Sabah kahvaltı ediyordum ikinci kat balkonumuzda evimizin bahçesinde kamelyamız vardı. büyük bir çınar ağacının altında kamelyanın duvarında yan bahçeye bakan küçük demir kafesten pencereleri vardı.
Aşağıya bakıyordum, kamelyada küçük kedi yavruları bir şeyle oynuyorlar merak edip aşağı indim. ayy küçük bir yılan yavrusu öldürmüşler oynuyorlardı annesi de yan bahçeden yavrusuna bakıyordu.
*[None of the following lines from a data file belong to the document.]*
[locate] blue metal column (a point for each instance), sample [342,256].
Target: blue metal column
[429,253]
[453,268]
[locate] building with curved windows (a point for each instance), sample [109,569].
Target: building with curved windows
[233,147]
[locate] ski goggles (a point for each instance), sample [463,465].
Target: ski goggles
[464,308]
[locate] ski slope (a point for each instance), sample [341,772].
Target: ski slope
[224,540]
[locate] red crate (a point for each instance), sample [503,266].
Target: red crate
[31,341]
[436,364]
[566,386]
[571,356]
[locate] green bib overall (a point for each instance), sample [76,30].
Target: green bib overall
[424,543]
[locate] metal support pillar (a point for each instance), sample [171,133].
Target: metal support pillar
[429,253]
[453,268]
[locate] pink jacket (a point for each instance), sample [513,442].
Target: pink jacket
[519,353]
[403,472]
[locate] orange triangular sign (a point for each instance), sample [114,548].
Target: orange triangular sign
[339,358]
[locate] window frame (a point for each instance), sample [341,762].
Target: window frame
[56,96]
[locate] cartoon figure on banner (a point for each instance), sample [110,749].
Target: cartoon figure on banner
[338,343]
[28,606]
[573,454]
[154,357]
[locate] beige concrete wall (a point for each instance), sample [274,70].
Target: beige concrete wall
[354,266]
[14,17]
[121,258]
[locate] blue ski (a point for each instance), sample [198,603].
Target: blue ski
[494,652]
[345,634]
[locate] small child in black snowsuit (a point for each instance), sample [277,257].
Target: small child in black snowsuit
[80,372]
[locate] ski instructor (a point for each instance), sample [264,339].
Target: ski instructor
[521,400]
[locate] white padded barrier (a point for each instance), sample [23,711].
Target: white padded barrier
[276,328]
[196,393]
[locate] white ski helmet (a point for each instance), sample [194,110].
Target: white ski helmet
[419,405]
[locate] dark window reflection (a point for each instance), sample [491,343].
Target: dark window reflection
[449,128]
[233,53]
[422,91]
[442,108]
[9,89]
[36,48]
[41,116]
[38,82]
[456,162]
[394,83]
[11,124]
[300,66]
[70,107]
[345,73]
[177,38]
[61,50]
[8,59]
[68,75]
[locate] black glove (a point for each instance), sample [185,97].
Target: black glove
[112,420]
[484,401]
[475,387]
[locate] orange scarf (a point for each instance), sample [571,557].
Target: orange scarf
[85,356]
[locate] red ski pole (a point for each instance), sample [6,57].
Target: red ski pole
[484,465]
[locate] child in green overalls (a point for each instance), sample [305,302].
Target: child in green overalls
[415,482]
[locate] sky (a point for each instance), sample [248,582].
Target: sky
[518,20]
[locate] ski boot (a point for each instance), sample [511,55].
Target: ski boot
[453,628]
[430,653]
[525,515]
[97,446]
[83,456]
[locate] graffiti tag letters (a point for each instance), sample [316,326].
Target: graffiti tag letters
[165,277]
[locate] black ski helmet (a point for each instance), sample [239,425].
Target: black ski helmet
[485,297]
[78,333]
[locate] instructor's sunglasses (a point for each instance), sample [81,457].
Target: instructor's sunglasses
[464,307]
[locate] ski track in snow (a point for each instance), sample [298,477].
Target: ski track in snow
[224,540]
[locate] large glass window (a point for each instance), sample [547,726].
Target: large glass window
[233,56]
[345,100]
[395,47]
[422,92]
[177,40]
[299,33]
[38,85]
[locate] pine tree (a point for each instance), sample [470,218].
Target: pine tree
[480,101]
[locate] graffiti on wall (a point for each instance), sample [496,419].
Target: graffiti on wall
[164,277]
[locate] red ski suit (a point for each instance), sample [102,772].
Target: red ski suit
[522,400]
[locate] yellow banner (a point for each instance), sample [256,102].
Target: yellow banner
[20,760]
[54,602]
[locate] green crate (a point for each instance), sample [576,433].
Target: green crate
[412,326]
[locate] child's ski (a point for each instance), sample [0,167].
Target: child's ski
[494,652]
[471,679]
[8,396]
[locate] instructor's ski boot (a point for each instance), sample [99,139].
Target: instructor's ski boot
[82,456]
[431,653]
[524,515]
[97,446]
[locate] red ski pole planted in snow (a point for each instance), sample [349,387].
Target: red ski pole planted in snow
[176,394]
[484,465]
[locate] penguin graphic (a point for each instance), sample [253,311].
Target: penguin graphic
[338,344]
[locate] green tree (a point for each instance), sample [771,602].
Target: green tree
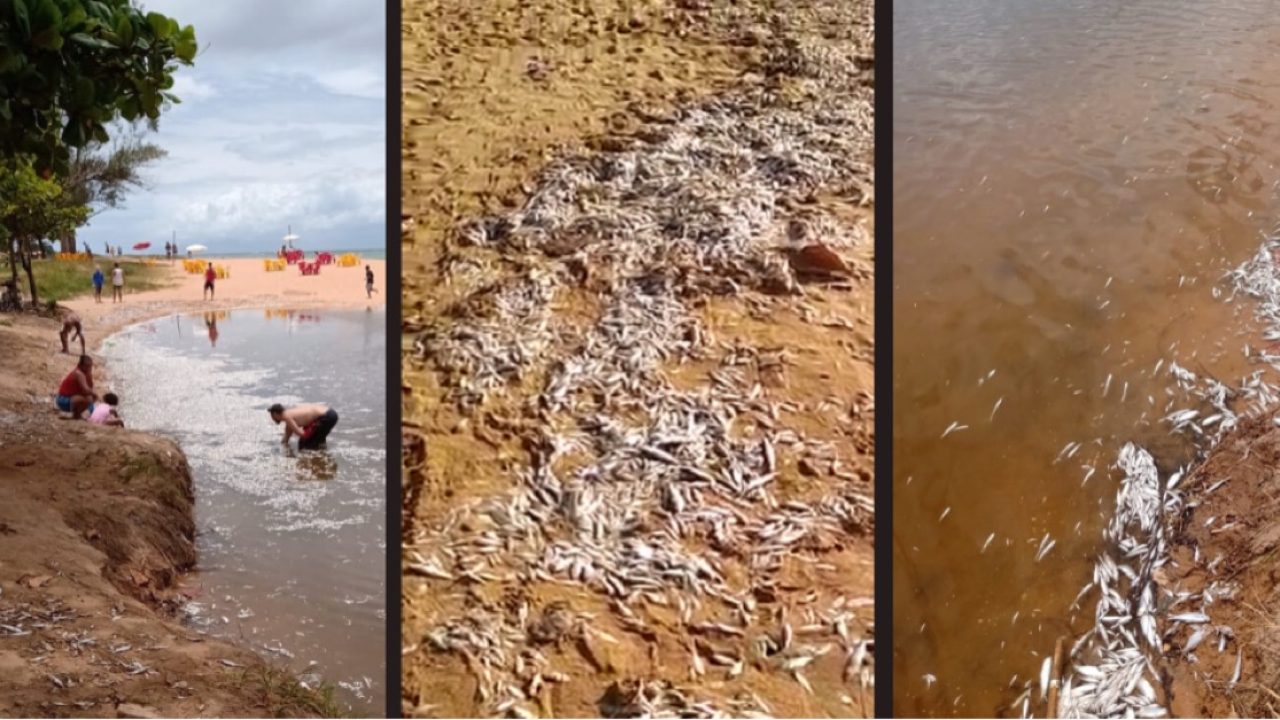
[32,210]
[100,177]
[68,68]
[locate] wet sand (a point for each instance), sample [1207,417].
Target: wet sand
[248,286]
[96,532]
[291,545]
[1072,182]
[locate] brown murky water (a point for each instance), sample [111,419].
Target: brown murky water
[1072,178]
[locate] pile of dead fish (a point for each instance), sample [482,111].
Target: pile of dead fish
[639,491]
[1112,671]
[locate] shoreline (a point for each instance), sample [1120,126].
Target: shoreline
[1208,550]
[178,297]
[97,566]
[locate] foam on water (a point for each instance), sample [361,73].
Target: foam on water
[291,543]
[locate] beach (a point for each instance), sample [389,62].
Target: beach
[247,286]
[543,146]
[97,531]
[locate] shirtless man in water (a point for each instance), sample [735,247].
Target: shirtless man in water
[310,422]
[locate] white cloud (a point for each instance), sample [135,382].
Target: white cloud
[282,122]
[188,87]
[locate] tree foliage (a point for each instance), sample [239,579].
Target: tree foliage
[68,68]
[32,209]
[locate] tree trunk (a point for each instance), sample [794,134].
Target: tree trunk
[13,260]
[68,241]
[31,276]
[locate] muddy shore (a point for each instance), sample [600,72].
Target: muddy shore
[96,532]
[1228,543]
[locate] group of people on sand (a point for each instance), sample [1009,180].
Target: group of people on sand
[311,423]
[76,395]
[117,283]
[106,250]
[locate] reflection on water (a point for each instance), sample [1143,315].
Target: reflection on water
[291,543]
[1072,177]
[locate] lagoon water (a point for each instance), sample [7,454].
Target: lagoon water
[1072,180]
[292,546]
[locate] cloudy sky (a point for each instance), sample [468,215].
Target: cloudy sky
[282,122]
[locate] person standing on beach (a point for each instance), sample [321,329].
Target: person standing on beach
[310,422]
[72,328]
[117,283]
[76,393]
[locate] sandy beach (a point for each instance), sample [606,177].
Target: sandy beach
[247,286]
[502,103]
[112,515]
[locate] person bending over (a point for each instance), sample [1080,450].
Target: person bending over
[105,414]
[310,422]
[76,393]
[71,331]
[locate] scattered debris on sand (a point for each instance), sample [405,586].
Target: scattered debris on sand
[670,533]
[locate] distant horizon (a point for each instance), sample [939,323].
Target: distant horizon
[274,130]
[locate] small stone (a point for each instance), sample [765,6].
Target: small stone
[131,710]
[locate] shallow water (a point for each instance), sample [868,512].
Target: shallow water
[292,546]
[1072,178]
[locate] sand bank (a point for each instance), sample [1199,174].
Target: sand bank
[247,286]
[96,532]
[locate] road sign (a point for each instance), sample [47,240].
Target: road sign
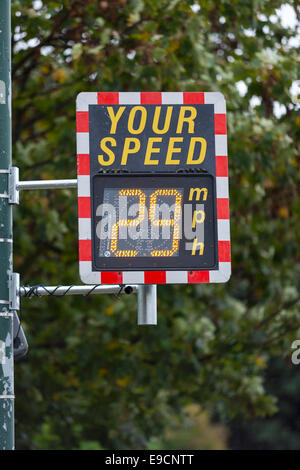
[153,201]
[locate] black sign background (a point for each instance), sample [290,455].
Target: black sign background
[100,126]
[185,260]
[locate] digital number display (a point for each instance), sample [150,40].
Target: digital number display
[157,222]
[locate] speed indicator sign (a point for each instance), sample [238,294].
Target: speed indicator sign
[153,200]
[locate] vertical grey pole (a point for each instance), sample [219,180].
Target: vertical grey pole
[147,305]
[6,316]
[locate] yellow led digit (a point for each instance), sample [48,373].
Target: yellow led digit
[127,223]
[175,222]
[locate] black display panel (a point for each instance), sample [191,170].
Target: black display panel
[154,222]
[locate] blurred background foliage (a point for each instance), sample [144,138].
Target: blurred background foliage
[93,379]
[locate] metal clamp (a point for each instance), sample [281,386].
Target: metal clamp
[14,288]
[13,180]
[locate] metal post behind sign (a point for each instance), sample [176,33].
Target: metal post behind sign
[147,305]
[6,315]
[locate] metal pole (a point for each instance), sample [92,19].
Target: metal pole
[47,184]
[59,291]
[147,305]
[6,315]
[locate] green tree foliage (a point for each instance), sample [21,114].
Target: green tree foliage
[93,378]
[281,430]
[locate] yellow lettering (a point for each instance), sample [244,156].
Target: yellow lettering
[151,150]
[202,153]
[196,220]
[142,124]
[197,245]
[172,150]
[127,150]
[189,119]
[114,118]
[167,120]
[110,153]
[198,192]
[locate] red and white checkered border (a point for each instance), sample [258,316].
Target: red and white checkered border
[88,276]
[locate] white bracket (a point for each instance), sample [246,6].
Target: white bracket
[14,288]
[13,180]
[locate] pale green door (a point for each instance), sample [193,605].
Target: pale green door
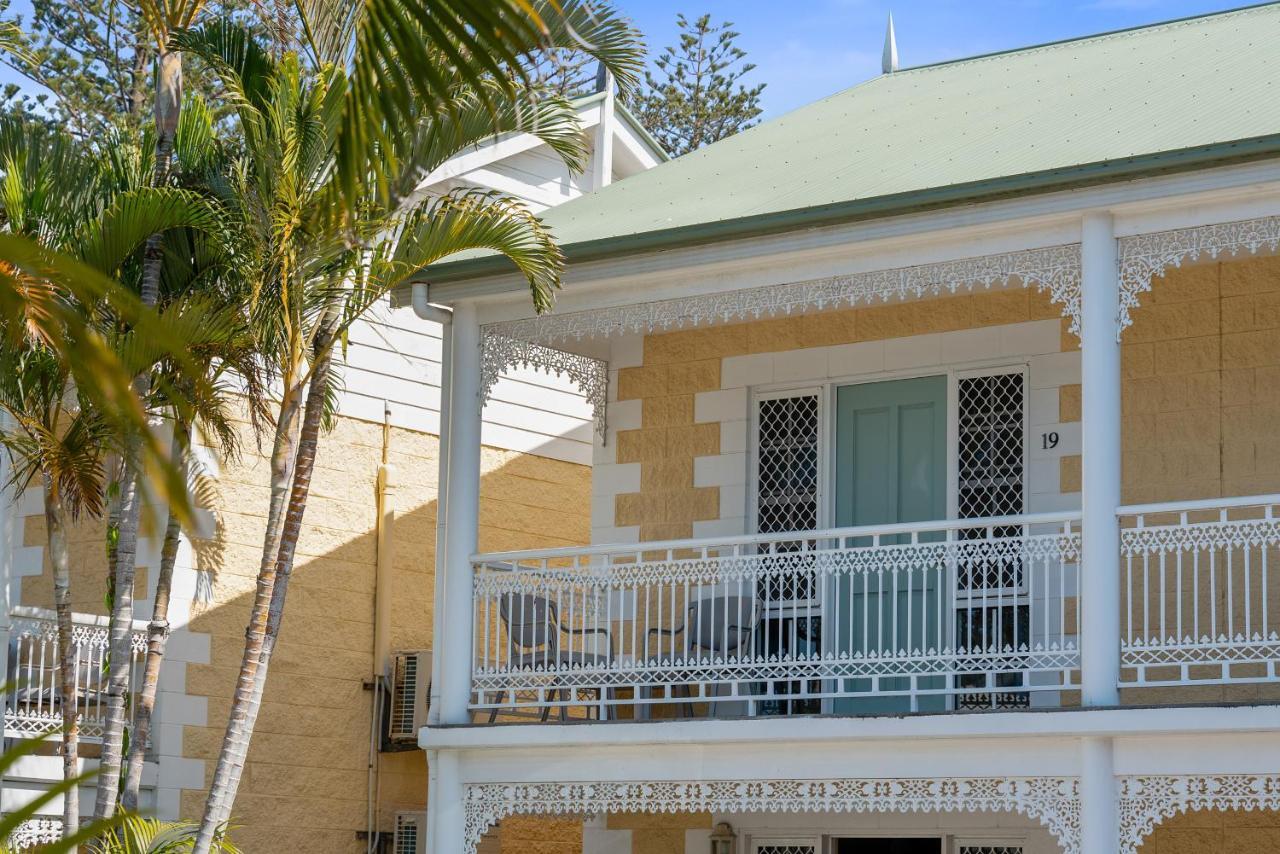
[891,465]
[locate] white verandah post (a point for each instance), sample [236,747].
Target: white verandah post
[1100,562]
[1100,415]
[462,505]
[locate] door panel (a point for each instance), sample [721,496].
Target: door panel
[891,467]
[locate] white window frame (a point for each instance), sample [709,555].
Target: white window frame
[826,392]
[753,457]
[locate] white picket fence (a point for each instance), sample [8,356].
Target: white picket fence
[919,616]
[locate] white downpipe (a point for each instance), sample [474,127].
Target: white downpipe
[1100,820]
[1100,563]
[423,307]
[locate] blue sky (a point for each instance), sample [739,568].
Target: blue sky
[808,49]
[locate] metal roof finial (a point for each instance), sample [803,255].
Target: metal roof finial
[888,60]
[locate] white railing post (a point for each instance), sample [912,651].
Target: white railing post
[1100,369]
[462,505]
[1100,825]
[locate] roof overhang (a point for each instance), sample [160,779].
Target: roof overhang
[877,208]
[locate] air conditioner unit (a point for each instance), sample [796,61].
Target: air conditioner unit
[410,689]
[410,834]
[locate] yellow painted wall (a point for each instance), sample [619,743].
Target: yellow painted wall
[305,788]
[306,777]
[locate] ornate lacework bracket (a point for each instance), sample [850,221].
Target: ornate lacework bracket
[531,341]
[1051,800]
[499,352]
[1146,256]
[1147,800]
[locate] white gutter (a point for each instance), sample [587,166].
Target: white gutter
[424,309]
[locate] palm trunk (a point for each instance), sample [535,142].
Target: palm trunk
[59,560]
[158,636]
[307,446]
[238,730]
[168,104]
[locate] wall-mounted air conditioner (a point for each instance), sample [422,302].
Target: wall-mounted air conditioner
[410,834]
[410,689]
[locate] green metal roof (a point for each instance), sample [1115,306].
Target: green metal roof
[1169,96]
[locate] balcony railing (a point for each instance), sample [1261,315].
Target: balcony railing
[33,703]
[1201,594]
[897,617]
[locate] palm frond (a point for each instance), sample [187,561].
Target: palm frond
[464,220]
[133,217]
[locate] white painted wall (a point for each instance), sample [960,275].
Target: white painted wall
[394,357]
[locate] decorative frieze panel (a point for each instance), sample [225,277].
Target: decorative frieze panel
[1051,800]
[1055,269]
[501,352]
[1146,256]
[1147,800]
[531,341]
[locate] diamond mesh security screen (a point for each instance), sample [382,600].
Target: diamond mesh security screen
[991,464]
[787,467]
[406,834]
[787,501]
[990,416]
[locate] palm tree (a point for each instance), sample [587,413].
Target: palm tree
[195,268]
[64,219]
[324,201]
[163,17]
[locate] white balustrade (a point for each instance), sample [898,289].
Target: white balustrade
[1201,592]
[35,832]
[33,702]
[926,616]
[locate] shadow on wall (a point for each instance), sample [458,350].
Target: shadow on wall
[307,784]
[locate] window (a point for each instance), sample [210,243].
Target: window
[786,499]
[991,461]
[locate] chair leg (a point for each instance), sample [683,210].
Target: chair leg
[688,704]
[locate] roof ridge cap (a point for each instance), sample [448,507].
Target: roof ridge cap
[1101,36]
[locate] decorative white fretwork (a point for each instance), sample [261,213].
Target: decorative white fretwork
[1146,256]
[501,352]
[1054,269]
[35,832]
[1051,800]
[1147,800]
[1179,628]
[531,341]
[33,706]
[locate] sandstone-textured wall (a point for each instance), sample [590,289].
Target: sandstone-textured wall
[659,832]
[1208,831]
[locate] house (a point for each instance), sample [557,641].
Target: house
[328,766]
[935,482]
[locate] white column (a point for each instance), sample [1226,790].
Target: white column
[462,505]
[1100,563]
[449,807]
[1100,823]
[602,158]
Çok üzüldüm hemen yukarı çıktım dedim böyle böyle hemen git öldür dediler ama ben yapamam ne olursa olsun. babam küçükken bana şöyle anlatmıştı yılanla ilgili: eğer yılan senin zarar verdiğini görürse intikam alır. öyle kalmış aklımda vicdanen asla ona zarar verem.
O bir anneydi indim aşağıya sizlere komik mi gelir bilmiyorum ama kamelyaya indim hala oradaydı yılan 2 metre uzunluğunda gri bir anne yılan yarıyakadar yükselmiş şimdi dedim sen beni gördün ama senin yavrunu ben öldürmedim en az bende senin kadar çok üzgünüm yavrunu kediler öldürmüş cok üzgünüm dedim onunla konuştum ne o benden kaçti ne ben ondan yavrusunu alıp yanına bıraktım eğildi yavrusunu burnuyla iteledi inilti bir ses çıkararak yaşayıp yaşamadığını anlamak için ama ölmüştü anladı ve tekrar doğruldu bana bakarak ıslık sesi gibi bir ses çıkararak gitti. hala beni etkiler burada yazdıklarımın hepsi gerçektir.